あの小娘はよく分からん風習や言葉を度々りんに吹き込んではいらぬ知恵を付けさせる。

今回の“それ”もその類か。



「でねっ!殺生丸さまっ。これ、この間かごめさまに貰ったんだけど…殺生丸さまにあげるっ!」
そう言って差し出していた箱を更に殺生丸の顔へ近づけた。




「………。

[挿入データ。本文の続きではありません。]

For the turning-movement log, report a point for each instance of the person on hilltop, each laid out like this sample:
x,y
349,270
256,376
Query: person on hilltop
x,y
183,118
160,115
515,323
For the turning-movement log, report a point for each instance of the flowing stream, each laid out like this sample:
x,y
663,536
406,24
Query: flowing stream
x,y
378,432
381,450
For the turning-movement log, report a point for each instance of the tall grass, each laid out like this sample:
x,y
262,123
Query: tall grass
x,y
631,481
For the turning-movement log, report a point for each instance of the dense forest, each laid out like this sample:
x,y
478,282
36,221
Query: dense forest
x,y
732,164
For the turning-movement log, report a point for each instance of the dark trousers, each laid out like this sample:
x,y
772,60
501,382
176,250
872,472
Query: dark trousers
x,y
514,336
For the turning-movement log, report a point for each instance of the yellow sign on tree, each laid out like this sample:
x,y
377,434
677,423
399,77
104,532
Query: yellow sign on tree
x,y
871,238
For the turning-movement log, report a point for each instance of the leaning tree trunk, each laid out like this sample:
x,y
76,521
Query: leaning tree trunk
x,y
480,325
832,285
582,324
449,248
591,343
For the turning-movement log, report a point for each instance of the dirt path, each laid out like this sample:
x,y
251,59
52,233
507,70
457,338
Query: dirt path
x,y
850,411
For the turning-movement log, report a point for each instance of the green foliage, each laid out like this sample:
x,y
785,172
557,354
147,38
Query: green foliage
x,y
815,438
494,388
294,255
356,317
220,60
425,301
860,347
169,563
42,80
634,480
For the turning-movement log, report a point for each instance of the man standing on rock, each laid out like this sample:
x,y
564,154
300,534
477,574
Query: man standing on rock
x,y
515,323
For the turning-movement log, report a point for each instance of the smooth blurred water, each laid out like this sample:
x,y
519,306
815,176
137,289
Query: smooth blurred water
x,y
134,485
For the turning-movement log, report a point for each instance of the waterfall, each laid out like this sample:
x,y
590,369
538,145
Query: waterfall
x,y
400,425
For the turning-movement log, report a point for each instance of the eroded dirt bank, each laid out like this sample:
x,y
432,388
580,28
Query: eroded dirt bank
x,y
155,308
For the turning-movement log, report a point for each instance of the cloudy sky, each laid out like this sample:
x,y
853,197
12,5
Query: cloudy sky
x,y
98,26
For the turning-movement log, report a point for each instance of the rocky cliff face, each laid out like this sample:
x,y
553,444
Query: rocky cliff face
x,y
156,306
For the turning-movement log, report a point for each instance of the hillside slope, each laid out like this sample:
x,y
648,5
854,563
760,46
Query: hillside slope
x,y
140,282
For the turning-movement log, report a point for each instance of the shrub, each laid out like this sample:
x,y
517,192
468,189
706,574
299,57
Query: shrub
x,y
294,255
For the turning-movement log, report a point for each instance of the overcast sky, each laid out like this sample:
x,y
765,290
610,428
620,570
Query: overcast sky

」
殺生丸は黙ったまま臭覚をそちらへ集中させる。








甘い…。
その箱から漂うのは甘い匂い。


「殺生丸さまは妖怪だから、やっぱりお口に合わないかな?」
そう言ってりんが箱の蓋を開けた瞬間、殺生丸は微かに顔を顰めた。








甘い…。


むしろ甘すぎる…。


蓋を開けた途端、殺生丸の鼻腔へ侵入してきたその匂い…。

見た目は白くて丸い小さなものだが、その中から小豆を煮た餡子の甘い匂いが強烈に漂ってくる。


りんはそんな殺生丸の反応を見て
「やっぱり食べたくないかな…?」
と不安気に彼を見上げた。


「…お前が食べればよかろう。」
どうにか言い逃れようとしてみるが…。


「りんはもう食べたもんっ!すっごく美味しかったよ?とっても甘かったし!」




だろうな…。

これ程の匂いを放っているのだ…、どんな味がするかぐらい容易く想像出来る。








「それに…。」

「ばれたいでの日は、女の子から男の子にお菓子を贈る日だから…。」
そう言ってほんのり顔を紅潮させ俯くりん。








「…………。」








「でもっ、やっぱり殺生丸さまのお口には合わないよねっ!!」
そう言って顔を上げた瞬間。



「あっ…。」

殺生丸はりんの持つ箱から饅頭を取り上げると無造作に口へと放り投げた。

そして殆ど噛まずにそれを飲み込む。




あっ…。
それを見たりんは
「駄目だよ良く噛まなきゃっ!喉に詰まっちゃうよっ!?」
と心配そうに言った。


だが当の殺生丸は、この甘ったるい口の中をどう処理するか、そのことで頭が一杯だ。



こんなもの、いつまでも口の中に入れていては目眩がするわ。



そんな彼を他所に、りんは目を輝かせて
「おいしい?殺生丸さまっ。」
と身を乗り出す。








「あまい…。」
顔を顰めて言う殺生丸は、どう見ても美味しいものを食べた後には見えない。


りんは うふふ。 と笑うと
「ありがとうっ、殺生丸さまっ!」
と言って嬉しそうに笑った。



その笑顔に思わず目を細める殺生丸。



“これ”が見れると分かっていたから…。



口の中の甘ったるさも忘れ、殺生丸はりんの頭に手をやり優しくそれを撫でた。